The socio-cultural fabric is also undergoing a rapid evolution in Tier 2 and Tier 3 cities with more women and marginalized communities joining either the workforce or becoming entrepreneurs. This is unlocking tremendous potential energy. As these previously unrepresented communities create opportunities, become successful, and encourage others to dream, it’s creating a virtuous cycle of social and financial inclusion. That’s driving up the number and types of people having free fund flow capacity at their disposal.
These factors together create a vast pool of financially stable investors that can be targeted by financial institutions and independent financial advisors alike. Their aim should be to create supporting engagement models that encourage them to spend a part of their wealth in the markets in mutual funds and stock market investments. But winning their confidence requires something more than the traditional strategies adopted for wooing customers from Tier 1 locations. Here are some tips.
While it is true that people in Tier 2 and Tier 3 cities have the income to spare for investment, they may not have the appetite for scale of those in Tier 1 locations. Hence, to get them on board to invest in the markets, they need to be offered personalized options with relatively smaller tokens of investments.

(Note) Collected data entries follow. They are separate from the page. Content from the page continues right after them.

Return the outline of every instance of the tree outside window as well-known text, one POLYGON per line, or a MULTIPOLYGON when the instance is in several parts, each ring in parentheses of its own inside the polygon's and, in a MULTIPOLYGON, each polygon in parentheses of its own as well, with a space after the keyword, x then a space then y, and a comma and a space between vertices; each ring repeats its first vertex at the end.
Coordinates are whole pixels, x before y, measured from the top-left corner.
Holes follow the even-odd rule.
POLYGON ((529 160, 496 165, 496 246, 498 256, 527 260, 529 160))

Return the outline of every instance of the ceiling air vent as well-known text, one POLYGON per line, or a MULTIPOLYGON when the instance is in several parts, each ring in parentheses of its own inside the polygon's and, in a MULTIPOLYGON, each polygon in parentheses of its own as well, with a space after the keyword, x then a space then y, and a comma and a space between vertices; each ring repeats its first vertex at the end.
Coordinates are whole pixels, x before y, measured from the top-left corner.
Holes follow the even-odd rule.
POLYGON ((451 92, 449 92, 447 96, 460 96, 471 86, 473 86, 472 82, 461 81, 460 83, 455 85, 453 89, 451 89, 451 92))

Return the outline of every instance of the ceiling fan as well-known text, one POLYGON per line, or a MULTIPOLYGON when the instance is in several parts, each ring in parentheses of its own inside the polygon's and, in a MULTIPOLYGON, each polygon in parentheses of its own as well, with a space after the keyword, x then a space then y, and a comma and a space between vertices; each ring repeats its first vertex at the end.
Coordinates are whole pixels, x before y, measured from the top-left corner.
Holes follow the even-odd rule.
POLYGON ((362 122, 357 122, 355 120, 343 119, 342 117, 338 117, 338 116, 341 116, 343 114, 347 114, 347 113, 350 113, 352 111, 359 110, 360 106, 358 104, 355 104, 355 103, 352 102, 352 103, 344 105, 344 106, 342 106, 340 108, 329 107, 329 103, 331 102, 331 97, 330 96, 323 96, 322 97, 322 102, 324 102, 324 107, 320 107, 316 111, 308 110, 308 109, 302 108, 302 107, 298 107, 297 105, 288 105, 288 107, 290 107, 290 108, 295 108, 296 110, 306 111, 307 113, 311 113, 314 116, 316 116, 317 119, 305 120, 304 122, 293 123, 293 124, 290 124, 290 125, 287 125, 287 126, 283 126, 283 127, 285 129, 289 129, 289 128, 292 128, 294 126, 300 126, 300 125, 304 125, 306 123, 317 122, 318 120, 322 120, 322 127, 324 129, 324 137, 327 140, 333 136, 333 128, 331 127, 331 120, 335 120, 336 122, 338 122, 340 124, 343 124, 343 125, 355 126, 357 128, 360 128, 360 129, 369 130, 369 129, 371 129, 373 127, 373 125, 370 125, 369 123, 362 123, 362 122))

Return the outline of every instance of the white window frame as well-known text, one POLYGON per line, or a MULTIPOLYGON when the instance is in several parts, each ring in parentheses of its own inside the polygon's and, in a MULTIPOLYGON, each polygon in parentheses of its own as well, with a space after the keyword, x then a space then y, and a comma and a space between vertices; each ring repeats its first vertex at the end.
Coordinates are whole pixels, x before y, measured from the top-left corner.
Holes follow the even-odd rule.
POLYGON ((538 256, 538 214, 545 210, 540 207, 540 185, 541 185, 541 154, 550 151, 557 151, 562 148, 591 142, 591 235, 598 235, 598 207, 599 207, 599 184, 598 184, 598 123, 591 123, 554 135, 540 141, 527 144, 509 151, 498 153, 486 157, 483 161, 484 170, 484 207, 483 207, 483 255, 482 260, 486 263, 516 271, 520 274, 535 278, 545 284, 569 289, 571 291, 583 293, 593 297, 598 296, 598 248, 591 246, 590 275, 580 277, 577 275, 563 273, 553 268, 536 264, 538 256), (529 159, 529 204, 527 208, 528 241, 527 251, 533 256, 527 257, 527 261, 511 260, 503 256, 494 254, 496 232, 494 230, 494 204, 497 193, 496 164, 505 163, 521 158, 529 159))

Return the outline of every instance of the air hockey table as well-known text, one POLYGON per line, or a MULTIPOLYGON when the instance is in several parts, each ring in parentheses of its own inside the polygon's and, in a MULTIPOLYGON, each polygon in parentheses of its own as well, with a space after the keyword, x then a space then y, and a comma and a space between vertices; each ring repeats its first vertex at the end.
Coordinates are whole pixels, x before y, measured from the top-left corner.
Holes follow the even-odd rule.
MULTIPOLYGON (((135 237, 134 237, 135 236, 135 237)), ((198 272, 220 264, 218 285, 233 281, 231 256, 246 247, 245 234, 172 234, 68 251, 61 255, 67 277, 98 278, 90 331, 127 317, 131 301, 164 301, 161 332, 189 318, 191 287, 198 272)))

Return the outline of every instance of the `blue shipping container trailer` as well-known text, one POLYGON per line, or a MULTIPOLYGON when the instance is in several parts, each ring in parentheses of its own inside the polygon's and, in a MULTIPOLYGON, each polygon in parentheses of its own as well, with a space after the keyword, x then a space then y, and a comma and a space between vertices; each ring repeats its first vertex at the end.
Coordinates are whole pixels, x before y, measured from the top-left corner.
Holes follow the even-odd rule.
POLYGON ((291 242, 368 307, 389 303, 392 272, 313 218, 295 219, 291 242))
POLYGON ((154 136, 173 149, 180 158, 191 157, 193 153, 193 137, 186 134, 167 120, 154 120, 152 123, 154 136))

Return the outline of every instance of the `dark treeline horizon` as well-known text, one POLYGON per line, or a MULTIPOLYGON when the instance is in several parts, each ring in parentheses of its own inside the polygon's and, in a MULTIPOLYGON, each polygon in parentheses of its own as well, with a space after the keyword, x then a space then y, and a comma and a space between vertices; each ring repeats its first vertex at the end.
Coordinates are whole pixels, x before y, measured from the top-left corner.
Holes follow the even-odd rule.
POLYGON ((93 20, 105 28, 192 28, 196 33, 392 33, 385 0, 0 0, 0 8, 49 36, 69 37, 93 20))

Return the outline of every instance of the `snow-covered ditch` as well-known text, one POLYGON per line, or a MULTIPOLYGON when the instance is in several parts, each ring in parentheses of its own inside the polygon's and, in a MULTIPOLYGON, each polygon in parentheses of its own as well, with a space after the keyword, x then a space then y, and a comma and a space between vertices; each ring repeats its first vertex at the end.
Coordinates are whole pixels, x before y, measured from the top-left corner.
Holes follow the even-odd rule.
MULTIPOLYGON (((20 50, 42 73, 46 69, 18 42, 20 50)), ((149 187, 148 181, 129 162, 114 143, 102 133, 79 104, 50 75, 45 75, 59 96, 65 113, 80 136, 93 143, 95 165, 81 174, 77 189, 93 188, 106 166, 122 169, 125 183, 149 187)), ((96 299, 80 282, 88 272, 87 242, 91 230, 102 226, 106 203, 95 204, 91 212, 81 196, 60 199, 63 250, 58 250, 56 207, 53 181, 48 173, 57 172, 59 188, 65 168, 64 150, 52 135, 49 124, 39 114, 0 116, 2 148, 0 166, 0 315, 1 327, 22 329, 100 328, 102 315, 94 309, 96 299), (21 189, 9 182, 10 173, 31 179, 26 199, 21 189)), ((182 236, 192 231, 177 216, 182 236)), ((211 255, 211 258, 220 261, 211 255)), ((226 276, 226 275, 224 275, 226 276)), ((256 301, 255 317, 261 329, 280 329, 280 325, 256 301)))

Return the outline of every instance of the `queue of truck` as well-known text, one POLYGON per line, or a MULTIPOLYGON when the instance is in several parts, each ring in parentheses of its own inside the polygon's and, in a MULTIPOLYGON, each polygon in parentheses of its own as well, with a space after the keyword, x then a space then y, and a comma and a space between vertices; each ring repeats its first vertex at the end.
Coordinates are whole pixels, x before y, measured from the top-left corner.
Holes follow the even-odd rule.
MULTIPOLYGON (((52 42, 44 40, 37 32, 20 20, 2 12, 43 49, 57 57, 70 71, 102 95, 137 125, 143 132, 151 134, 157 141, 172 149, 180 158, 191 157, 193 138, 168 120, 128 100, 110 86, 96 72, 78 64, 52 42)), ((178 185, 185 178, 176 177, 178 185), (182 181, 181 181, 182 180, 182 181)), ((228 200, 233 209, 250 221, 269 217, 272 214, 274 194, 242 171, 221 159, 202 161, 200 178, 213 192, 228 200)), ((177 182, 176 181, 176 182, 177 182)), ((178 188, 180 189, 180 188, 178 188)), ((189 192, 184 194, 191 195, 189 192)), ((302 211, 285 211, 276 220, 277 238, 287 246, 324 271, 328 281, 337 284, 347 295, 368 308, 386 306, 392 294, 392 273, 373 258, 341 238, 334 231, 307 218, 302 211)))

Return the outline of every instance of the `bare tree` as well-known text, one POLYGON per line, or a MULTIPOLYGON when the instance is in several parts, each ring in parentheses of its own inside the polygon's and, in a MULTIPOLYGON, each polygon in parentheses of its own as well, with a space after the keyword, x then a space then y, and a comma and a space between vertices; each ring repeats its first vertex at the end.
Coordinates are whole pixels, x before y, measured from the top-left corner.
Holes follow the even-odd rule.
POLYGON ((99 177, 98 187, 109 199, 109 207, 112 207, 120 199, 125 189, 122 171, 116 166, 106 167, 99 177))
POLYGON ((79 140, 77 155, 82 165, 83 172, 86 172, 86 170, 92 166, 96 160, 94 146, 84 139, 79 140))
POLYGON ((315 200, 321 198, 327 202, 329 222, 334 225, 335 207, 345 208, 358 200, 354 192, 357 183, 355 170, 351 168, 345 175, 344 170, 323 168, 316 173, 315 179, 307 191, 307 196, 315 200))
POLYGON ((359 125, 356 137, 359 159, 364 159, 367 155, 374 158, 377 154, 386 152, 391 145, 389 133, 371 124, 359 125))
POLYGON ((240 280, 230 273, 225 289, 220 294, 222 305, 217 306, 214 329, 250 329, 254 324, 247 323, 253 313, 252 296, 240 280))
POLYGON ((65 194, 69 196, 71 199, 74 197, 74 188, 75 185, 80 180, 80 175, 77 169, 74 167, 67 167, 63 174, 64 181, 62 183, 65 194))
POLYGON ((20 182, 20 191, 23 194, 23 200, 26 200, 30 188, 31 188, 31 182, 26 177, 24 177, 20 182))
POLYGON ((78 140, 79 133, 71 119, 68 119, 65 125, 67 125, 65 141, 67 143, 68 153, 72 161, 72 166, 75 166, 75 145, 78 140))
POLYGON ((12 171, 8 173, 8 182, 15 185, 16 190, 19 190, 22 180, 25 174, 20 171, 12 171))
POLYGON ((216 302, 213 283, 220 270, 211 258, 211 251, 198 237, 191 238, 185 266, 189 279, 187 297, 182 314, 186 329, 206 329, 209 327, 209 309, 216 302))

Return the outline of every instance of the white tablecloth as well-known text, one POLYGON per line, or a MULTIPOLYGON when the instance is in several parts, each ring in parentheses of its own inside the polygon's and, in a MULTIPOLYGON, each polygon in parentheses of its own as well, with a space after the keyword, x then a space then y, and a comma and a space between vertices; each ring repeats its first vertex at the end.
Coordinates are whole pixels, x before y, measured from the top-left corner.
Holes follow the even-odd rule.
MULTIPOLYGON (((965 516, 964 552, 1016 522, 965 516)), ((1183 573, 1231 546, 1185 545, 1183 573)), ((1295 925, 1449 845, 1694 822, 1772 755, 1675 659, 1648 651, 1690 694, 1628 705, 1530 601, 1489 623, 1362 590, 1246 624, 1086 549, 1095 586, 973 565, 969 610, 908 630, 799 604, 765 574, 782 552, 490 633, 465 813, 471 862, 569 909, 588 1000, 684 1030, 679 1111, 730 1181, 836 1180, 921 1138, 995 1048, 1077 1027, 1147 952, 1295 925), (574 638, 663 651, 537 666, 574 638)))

Monthly investment programs, split-investment programs in multiple debt and equity instruments and other smaller investment portfolios are likely to gain more attention from investors in these locations rather than huge lump sum investments.
The rising internet literacy and obsession for self-learning via freely available sources like YouTube videos and social media influencer lessons is one behavioural trait that can be tapped into by independent financial advisors to gain more access to investors from Tier 2 and Tier 3 cities. By building a sizeable online presence and regularly posting informative content in the form of videos, animations, or presentations on social media, it becomes easier for these IFAs to gain the trust of this new category of investors.
Millennials and Gen Z customers, even those from the smaller towns have an inherent affinity towards digital services. The sense today is that their first investments into the market are likely to be via a fintech app rather than through a physical hedge fund or stockbroker office. This is one of the key reasons why platforms like Zerodha handles the stock and mutual fund aspirations of over 3.4 million people in India. So, in Tier 2 and Tier 3 towns, partnering with fintech players can unlock a goldmine of opportunities to win new customer accounts.
India still has only 3.7 % of its 1 billion-plus population investing in the equity market. This figure will have to rise significantly if the nation has to achieve the 5 trillion dollar economy status in the coming years. Ensuring wider participation from investors in Tier 2 and Tier 3 cities and towns will be one of the major strategic initiatives that need a push to realize the goal.